/ 26 May 2009

Honda: Breaking the mould

Honda, famous for building motorcycles that go very quickly, also knows how to make them stop. Few people know that the company’s founder, Soichiro Honda, registered a patent for motorcycle ABS brakes as far back as 1959, and it was his company that offered the first disc-braked mass-production motorcycle in the Honda 750 Four, ten years later.

The Japanese company has yet again taken the lead in delivering the world’s first superbike and supersport models with linked front and rear ABS stoppers utilising electronic brake-force distribution. The computer thus takes over the delicate task of juggling brake forces between the front and rear wheel to ensure quick, safe stopping.

Honda also offers a first in that the brakes are now brake-by-wire rather than activated by hydraulic pressure originating from a handlebar-mounted master cylinder. The engineers have built in what they call a “stroke simulator” that gives the rider feedback through the front brake lever and rear brake pedal, very much like that delivered by a conventional system. They did a very good job of it, too, because the feedback is indistinguishable from conventional all-hydraulic systems.

While linked brakes are not new, and ABS has been around on touring motorcycles since the 1980s, nobody else has dared fit them to superbikes, whose riders refuse to believe that a computer can get the bike to stop any quicker than they can.

The first two sports machines to come with the combined ABS system are the 2009 1000cc Fireblade, and its lively smaller sibling, the CBR600RR. Both models have been jazzed up a little, with some new plastic panels, different colours and a few minor technical improvements — the 600 benefits more than the 1000, with a new, lighter frame, and some fettling of the motor and exhaust system to improve torque delivery between 8 000 and 12 000rpm. The real advance, though, is most definitely in the braking department. Although the electronic shenanigans are optional, adding R10 000 to the price of each model, the non-ABS 600cc supersport machine now carries the lighter Tokico 4-piston monoblock front callipers that grace the more expensive version. Honda says the brakes work better than the old ones, so the need for ABS is presumably even greater.

Honda took us to Zwartkops racetrack to ride their new bikes, and kicked off the programme by having us gallop up to puddles of water and areas strewn with loose sand, where we were instructed to brake hard. I’ve done that in the past with other ABS-equipped motorcycles, so the resulting fast stops without loss of control didn’t impress me much. The time for that came when they finally unleashed us on the racetrack. The linked ABS system is so unobtrusive in action that about the only way to find out which model you were riding was to stamp on the clamps and see if a wheel locked.

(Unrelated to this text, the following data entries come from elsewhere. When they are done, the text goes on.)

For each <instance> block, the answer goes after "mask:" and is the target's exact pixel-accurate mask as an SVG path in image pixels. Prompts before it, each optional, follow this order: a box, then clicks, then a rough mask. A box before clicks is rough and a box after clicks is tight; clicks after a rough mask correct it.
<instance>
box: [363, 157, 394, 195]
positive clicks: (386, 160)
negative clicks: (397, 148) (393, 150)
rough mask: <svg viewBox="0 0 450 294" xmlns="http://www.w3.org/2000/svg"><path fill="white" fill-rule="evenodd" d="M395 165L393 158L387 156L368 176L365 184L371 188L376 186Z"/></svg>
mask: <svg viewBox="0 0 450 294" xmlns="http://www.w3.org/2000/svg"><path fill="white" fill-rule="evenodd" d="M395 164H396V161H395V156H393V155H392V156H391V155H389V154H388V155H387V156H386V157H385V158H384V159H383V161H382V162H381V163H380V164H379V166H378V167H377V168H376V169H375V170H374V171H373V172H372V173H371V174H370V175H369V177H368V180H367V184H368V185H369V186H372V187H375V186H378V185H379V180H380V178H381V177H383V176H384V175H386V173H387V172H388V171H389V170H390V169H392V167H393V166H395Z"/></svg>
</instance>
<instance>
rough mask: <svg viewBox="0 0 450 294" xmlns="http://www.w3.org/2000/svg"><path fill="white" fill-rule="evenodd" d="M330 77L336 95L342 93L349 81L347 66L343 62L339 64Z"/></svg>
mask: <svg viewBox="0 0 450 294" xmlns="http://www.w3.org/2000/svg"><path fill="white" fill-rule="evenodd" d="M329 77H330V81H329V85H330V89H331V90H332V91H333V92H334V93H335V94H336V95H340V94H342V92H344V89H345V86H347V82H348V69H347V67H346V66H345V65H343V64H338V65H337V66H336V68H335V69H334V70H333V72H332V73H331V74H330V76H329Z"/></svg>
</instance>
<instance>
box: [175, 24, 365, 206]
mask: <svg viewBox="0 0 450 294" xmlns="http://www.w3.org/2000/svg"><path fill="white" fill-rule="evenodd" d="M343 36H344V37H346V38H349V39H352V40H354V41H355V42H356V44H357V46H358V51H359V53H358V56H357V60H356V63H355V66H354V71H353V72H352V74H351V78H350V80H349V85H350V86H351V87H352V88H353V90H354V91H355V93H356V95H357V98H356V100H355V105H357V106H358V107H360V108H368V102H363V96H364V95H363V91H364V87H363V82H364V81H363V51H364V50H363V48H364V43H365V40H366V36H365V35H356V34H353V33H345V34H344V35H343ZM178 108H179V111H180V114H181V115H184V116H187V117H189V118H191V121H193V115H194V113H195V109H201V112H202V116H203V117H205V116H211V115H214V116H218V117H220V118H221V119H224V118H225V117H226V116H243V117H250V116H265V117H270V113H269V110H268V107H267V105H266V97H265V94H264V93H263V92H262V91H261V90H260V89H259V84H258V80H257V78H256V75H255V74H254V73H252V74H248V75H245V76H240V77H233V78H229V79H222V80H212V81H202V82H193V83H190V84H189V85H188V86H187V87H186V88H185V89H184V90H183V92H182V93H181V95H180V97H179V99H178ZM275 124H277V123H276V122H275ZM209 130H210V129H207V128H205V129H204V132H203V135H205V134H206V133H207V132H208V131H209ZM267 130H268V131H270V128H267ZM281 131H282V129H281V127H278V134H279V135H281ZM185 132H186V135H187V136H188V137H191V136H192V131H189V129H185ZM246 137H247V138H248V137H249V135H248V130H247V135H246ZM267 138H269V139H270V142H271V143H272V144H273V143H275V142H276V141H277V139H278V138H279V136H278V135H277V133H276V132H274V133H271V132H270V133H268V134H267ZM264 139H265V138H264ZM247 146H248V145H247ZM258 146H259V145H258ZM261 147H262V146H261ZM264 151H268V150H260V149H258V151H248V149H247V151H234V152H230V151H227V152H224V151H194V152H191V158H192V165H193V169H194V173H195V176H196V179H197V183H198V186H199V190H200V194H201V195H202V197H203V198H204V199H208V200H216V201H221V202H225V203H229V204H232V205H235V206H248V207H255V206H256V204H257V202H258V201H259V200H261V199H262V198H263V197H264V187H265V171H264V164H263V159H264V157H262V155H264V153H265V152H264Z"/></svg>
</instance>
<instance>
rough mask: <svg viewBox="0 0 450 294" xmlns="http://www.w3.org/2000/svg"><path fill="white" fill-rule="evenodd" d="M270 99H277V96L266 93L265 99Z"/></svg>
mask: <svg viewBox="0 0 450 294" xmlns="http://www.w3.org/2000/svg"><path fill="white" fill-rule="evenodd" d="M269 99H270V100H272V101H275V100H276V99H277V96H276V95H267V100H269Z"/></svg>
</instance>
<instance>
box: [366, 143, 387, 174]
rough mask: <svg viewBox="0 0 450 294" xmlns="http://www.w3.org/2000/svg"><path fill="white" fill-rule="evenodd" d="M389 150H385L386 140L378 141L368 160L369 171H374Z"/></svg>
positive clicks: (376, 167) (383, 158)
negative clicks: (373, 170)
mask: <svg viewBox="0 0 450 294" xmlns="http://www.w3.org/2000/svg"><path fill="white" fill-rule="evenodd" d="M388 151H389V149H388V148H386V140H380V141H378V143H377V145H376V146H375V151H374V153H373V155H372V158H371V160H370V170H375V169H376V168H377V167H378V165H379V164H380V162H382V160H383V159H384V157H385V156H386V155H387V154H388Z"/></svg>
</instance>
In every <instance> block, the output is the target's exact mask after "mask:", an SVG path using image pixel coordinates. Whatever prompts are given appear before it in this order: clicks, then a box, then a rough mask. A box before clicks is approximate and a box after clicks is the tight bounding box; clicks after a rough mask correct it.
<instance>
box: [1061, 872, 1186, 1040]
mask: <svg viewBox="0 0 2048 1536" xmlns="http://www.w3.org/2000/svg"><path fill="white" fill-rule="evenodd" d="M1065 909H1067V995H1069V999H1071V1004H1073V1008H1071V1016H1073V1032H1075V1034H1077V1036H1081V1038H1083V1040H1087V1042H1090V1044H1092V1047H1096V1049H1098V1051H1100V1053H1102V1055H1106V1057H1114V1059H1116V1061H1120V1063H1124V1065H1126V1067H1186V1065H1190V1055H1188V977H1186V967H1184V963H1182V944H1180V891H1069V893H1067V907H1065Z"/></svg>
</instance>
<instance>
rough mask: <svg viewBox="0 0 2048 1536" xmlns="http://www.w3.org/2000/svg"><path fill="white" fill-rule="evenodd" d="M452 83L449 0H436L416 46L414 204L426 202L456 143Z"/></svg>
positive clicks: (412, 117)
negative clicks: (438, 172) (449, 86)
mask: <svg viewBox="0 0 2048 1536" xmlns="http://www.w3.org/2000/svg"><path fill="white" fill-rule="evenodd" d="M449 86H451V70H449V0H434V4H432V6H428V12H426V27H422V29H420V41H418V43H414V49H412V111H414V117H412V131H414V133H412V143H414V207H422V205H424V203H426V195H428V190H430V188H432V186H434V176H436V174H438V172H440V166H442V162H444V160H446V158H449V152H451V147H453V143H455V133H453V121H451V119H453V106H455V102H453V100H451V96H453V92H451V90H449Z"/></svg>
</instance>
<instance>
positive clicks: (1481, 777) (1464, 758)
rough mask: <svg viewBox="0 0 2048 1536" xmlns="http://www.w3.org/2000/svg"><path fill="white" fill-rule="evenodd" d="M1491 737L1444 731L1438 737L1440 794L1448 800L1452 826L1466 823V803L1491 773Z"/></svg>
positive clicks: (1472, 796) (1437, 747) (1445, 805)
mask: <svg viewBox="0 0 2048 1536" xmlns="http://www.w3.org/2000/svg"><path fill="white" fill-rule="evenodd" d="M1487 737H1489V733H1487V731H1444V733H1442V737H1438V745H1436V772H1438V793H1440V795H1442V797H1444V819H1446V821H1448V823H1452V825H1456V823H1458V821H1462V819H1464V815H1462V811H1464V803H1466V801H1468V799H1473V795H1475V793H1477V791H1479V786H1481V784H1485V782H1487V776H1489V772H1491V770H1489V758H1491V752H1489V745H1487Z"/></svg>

Your average, even your very experienced road rider or track day specialist, would, I think, be quicker around the racetrack with Honda’s combined electronic braking system. Many wannabe racers hit the deck when they attempt to brake too late, realise their mistake and squeeze the brakes a little harder, locking the front wheel and losing the front end. That’s not going to happen with Honda’s system, and even if you run off the road into the kitty litter, your chances of being pitched off are significantly lower. The only downside that I can think of is that the brake package adds about 9kg to the weight of the bike, although most riders would never be able to feel the difference on the road or on the racetrack. It is, after all, the equivalent of about a half tank of fuel, and all the weight is low-down in the chassis.

While Rossi, Stoner and the rest may be a little quicker around a dry racetrack on a bike without ABS, I reckon they’d be grateful for a system like this when there was water, oil or gravel lurking on the track. As road riders can expect to find any combination of those traction thieves, perhaps mixed with diesel fuel, on just about any section of tar, I believe you’d be a fool to try and save R10k on the brakes. What is for sure is that in a few years’ time you’ll struggle to find a motorcycle larger than 400cc that doesn’t come with something akin to the Honda stoppers.

The Honda Fireblade with ABS sells for R148 000, while the CBR600 so equipped will set you back R119 000. They’re both superb bikes, and new brakes have made them even better.